As a business owner, it's important to familiarize yourself with the four basic elements of the marketing mix. These are commonly referred to as the four P's of marketing and include product, pricing, placement and promotion. The distribution channel is an integral component of product placement. It represents the path or route through which your products travel until they reach the end customer.
Types of Distribution Channels
Manufacturers can either sell directly to customers or reach out to them through various distribution channels. In general, the place where the goods are produced is not the same as the place of consumption. For example, a computer manufacturer is unlikely to sell directly to the end customer. They will sell the products through retailers, wholesalers or authorized distributors.

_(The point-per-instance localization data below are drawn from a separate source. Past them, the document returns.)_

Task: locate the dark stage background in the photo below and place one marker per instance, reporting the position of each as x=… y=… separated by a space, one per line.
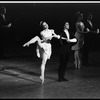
x=25 y=18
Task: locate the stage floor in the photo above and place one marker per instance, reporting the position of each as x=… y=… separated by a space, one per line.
x=20 y=79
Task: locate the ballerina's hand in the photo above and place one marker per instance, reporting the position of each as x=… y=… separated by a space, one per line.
x=26 y=44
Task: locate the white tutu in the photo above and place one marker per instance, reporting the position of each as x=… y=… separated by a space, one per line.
x=46 y=48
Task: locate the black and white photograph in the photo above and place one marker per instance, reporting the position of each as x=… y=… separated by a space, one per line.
x=49 y=50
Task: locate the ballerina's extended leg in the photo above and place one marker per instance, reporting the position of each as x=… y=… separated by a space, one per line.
x=44 y=60
x=33 y=40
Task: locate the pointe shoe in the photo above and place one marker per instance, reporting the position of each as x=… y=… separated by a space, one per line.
x=76 y=65
x=42 y=79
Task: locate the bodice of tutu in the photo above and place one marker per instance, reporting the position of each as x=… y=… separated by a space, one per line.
x=47 y=34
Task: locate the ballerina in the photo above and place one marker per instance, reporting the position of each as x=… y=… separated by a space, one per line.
x=44 y=47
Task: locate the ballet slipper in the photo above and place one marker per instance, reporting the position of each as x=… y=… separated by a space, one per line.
x=42 y=79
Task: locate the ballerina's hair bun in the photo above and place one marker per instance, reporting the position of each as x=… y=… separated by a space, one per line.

A typical distribution strategy will involve one or more intermediaries. The only exception is direct distribution. In this case, the manufacturer will reach customers directly. They may sell through a specific retail location or own all elements in its distribution channel. By cutting out the middlemen, they will have better control over the products and pass on the savings to customers.
There are four main types of distribution channels, and each has distinctive characteristics. They include:
- Direct distribution channels
- Indirect distribution channels
- Intensive distribution channels
- Selective distribution channels
Manufacturers who opt for indirect distribution channels may sell to wholesalers that further distribute the goods to retailers. The end customer will purchase the product from retail outlets.
Experts use various classifications of distribution channels in marketing. Some say that there are only three channels. Others categorize them based on the number of intermediaries. You may see terms like dual distribution, reverse distribution, extensive distribution, three-level channels and so on.
Examples of Distribution Channels
Dual distribution, for instance, involves a mix of direct and indirect selling. The producer may sell directly to customers as well as to retailers or wholesalers.
Reverse distribution is the practice of collecting damaged or outdated goods and selling or returning them to the manufacturer. For example, customers may recycle electronics and send them to the producer to make a profit.
There are endless distribution examples that you can use to develop your own strategy. Suppose you want to ensure the widespread availability of goods. In this case, you can opt for mass distribution or intensive distribution. Chewing gum, soda, pens and other commonly used products can be found in most outlets, from gas stations to newspaper kiosks to supermarkets.
High-end brands, on the other hand, typically use a selective distribution strategy. Designer shoes, for example, are only available in luxury stores and premium retail outlets.
Develop Your Own Distribution Strategy
Now that you know the different types of distribution channels, decide how you're going to sell your products to the end customer. Consider your audience and its characteristics. Where do your customers spend their time? Do they prefer to go shopping online or in a store?
Millennials, for example, spend approximately six hours per week shopping online. Seniors dedicate only two and a half hours each week to online shopping. If your products appeal to seniors, consider selling your products in stores rather than online.
Factor in your budget too. The more intermediaries you use, the less you'll earn per sale. Also, beware of channel conflicts when developing your distribution strategy. These usually occur when producers kick out sales reps, retailers, dealers and other partners from the distribution channel.
Consider the types of goods you're selling as well. Perishable products, such as fresh fruits and vegetables, have a short shelf life. Therefore, they need to be sold as quickly as possible. If you have a small farm, you may want to sell your products at local markets and grocery stores.